In July, for the first time, the House Energy and Commerce Committee introduced a federal data privacy bill – the US Data Protection and Privacy Act – a measure that, if passed in Congress, would severely limit marketers’ ability to use data responsibly. way.

Shortly thereafter, the Federal Trade Commission (FTC), without waiting for direction from Congress, initiated a rule-making process that could significantly limit the use of data in advertising. One clue to the agency’s mindset is its repeated use of the term “commercial surveillance.”

These lawmakers and regulators seem to approach this issue from the perspective that advertisers’ use of data is inherently bad. In the opinion of advertising industry stakeholders, however, nothing could be further from the truth.

In fact, responsible data use fuels the open internet and delivers many benefits to consumers, brands and the economy. On the one hand, data-driven advertising supports a competitive online market and contributes to strong economic and employment growth. It allows small, local and niche businesses to grow and find potential customers across the country – and often even around the world.

Essentially, responsible data-driven advertising helps fund the internet as we know it and gives consumers access to free content and information. The loss of ad revenue means much of that free content could go to a subscription-based model, which the FTC has acknowledged many consumers probably couldn’t afford.

Consumers recognize and endorse the value proposition that comes with sharing their data. A survey by the Digital Advertising Alliance found that more than eight in 10 US consumers prefer today’s ad-supported internet where most content and services are free to paid internet without ads. 85% said they would reduce their online and mobile business if they had to pay hundreds of dollars a year for the content and services they currently get for free. In fact, on average, Americans value more than $1,400 per year on free digital content, ad-supported mobile apps and services.

In another survey, consumers cited harm and misuse of personal data as their top concerns. Threats such as financial loss, misuse of personal data for unauthorized purposes, accidental damage from a data breach or leak, and data used for medical care and credit eligibility loomed large. important in their minds. The use of personal data for advertising purposes was low on the list of consumer fears.

Clearly, consumers understand and are comfortable with the responsible use of their data.

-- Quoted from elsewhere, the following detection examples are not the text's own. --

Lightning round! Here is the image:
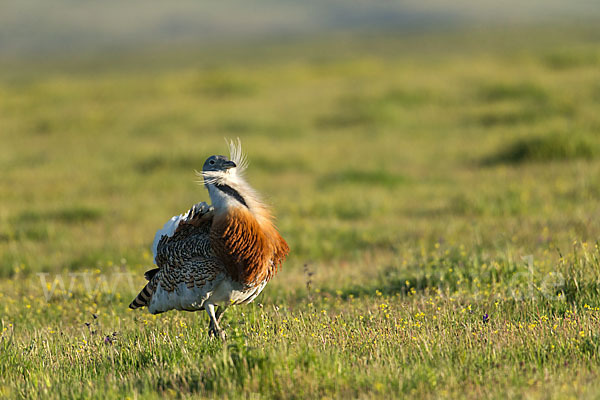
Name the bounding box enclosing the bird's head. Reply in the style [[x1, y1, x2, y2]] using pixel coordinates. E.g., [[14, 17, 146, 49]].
[[202, 155, 237, 175], [199, 139, 256, 210]]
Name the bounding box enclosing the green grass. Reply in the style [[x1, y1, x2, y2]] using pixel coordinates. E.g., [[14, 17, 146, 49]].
[[0, 27, 600, 399]]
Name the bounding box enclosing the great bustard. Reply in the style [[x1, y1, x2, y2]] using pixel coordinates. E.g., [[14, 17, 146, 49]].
[[129, 140, 289, 337]]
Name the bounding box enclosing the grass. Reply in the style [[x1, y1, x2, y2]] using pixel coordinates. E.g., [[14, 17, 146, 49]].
[[0, 26, 600, 399]]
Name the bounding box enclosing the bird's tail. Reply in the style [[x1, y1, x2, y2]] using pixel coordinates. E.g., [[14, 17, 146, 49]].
[[129, 282, 153, 310], [129, 268, 159, 310]]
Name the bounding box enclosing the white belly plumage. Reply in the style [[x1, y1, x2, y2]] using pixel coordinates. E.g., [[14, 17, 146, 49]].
[[148, 274, 267, 314]]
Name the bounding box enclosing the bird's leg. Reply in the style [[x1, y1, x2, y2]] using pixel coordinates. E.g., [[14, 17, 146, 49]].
[[215, 306, 227, 324], [204, 303, 225, 340]]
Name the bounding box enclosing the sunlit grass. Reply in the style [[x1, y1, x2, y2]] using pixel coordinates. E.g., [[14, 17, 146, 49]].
[[0, 25, 600, 399]]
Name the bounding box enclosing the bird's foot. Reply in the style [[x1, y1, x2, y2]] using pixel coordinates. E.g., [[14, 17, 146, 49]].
[[208, 326, 227, 341]]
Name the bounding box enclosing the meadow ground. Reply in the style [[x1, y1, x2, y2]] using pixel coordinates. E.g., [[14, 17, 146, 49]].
[[0, 26, 600, 398]]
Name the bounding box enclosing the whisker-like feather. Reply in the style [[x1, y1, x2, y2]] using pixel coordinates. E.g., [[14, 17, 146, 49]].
[[225, 138, 248, 175]]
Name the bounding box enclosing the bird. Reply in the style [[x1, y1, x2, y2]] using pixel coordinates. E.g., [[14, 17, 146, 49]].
[[129, 139, 290, 339]]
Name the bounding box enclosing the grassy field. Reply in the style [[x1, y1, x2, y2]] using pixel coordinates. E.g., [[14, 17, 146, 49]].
[[0, 27, 600, 399]]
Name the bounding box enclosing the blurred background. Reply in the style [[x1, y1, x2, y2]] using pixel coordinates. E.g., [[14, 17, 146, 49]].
[[0, 0, 600, 277]]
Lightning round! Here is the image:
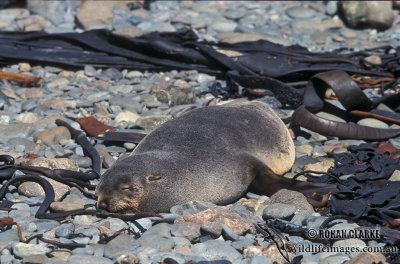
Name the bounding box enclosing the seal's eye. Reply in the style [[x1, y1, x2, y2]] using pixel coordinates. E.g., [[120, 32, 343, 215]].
[[121, 185, 136, 192], [147, 175, 161, 181]]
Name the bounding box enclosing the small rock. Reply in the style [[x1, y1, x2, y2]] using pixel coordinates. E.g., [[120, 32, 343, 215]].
[[20, 88, 44, 99], [136, 115, 171, 131], [68, 255, 114, 264], [33, 127, 71, 146], [200, 221, 222, 238], [115, 111, 140, 123], [269, 189, 314, 216], [250, 256, 272, 264], [175, 207, 255, 235], [357, 118, 389, 129], [18, 62, 32, 72], [117, 252, 139, 264], [170, 201, 216, 215], [76, 1, 114, 29], [84, 65, 98, 77], [113, 25, 142, 38], [365, 55, 382, 65], [55, 223, 75, 238], [339, 1, 394, 30], [332, 238, 367, 258], [263, 203, 297, 219], [49, 249, 71, 262], [0, 229, 19, 243], [214, 32, 266, 44], [137, 232, 175, 251], [22, 255, 48, 264], [104, 234, 139, 259], [24, 15, 47, 31], [322, 142, 347, 154], [325, 1, 338, 16], [71, 245, 94, 255], [50, 196, 85, 212], [285, 6, 315, 19], [33, 219, 60, 232], [192, 240, 242, 262], [316, 112, 346, 123], [46, 78, 69, 89], [12, 242, 51, 258], [210, 20, 237, 33], [171, 222, 200, 241], [296, 144, 313, 156], [222, 224, 240, 241], [304, 160, 335, 172]]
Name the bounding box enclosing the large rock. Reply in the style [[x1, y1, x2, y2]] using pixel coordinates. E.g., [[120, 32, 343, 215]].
[[33, 127, 71, 146]]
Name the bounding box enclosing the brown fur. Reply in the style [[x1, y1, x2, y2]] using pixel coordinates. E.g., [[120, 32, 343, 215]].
[[96, 102, 334, 212]]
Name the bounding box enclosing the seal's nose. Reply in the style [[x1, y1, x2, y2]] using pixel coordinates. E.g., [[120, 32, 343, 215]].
[[97, 196, 107, 210]]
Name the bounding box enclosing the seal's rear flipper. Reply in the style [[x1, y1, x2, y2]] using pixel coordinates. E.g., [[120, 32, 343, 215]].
[[250, 159, 338, 196]]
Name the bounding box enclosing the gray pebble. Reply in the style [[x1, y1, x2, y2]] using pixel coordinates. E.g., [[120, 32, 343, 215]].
[[55, 223, 74, 238], [137, 232, 175, 250], [124, 142, 136, 150], [171, 222, 200, 241], [68, 255, 114, 264], [0, 229, 19, 243], [170, 201, 216, 215], [285, 6, 315, 19], [222, 224, 240, 241], [201, 221, 222, 238], [325, 1, 338, 16], [71, 237, 90, 245], [33, 219, 60, 232], [71, 245, 94, 255], [192, 240, 242, 262], [250, 256, 272, 264], [12, 242, 50, 258], [0, 255, 18, 264], [21, 255, 48, 264], [263, 203, 297, 219], [84, 65, 98, 77]]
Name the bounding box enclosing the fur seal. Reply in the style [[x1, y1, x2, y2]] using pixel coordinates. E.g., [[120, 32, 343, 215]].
[[96, 101, 334, 213]]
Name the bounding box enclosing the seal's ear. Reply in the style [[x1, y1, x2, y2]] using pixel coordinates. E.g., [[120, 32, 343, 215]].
[[147, 175, 161, 181]]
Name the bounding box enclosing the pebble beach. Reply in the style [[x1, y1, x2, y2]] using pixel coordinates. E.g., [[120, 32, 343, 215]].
[[0, 0, 400, 264]]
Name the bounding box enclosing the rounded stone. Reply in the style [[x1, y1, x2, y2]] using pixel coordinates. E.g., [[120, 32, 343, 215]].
[[263, 203, 297, 219]]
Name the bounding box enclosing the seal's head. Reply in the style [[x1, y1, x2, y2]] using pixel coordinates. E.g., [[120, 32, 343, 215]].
[[96, 154, 178, 213]]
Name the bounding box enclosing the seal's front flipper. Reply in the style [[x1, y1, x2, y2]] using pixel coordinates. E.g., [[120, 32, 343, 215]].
[[250, 157, 338, 195]]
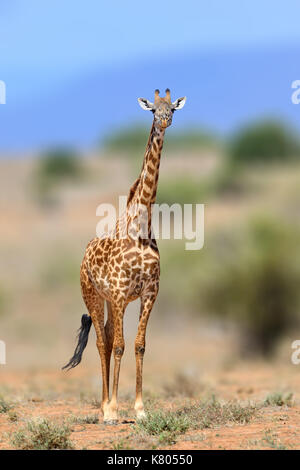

Yet it is clear that a strong privacy standard is needed. Additional safeguards are needed to protect young children as well as certain categories of sensitive data, such as medical and financial information.

It is also important that the United States adopt a single national privacy standard. While it’s understandable that state lawmakers want to protect their constituents, a patchwork of up to 50 inconsistent or conflicting state laws would benefit no one and put an unnecessary stranglehold on one of the fastest growing and fastest growing segments. beneficial to the US economy.

The desired outcome is for lawmakers and regulators to adopt privacy and data standards that will not only protect consumers, but also allow the ad-supported Internet to continue to thrive.

Clark Rector is the executive vice president of government affairs at the American Advertising Federation. To learn more about the changing world of data-driven advertising and marketing, check out our latest in-depth analysis.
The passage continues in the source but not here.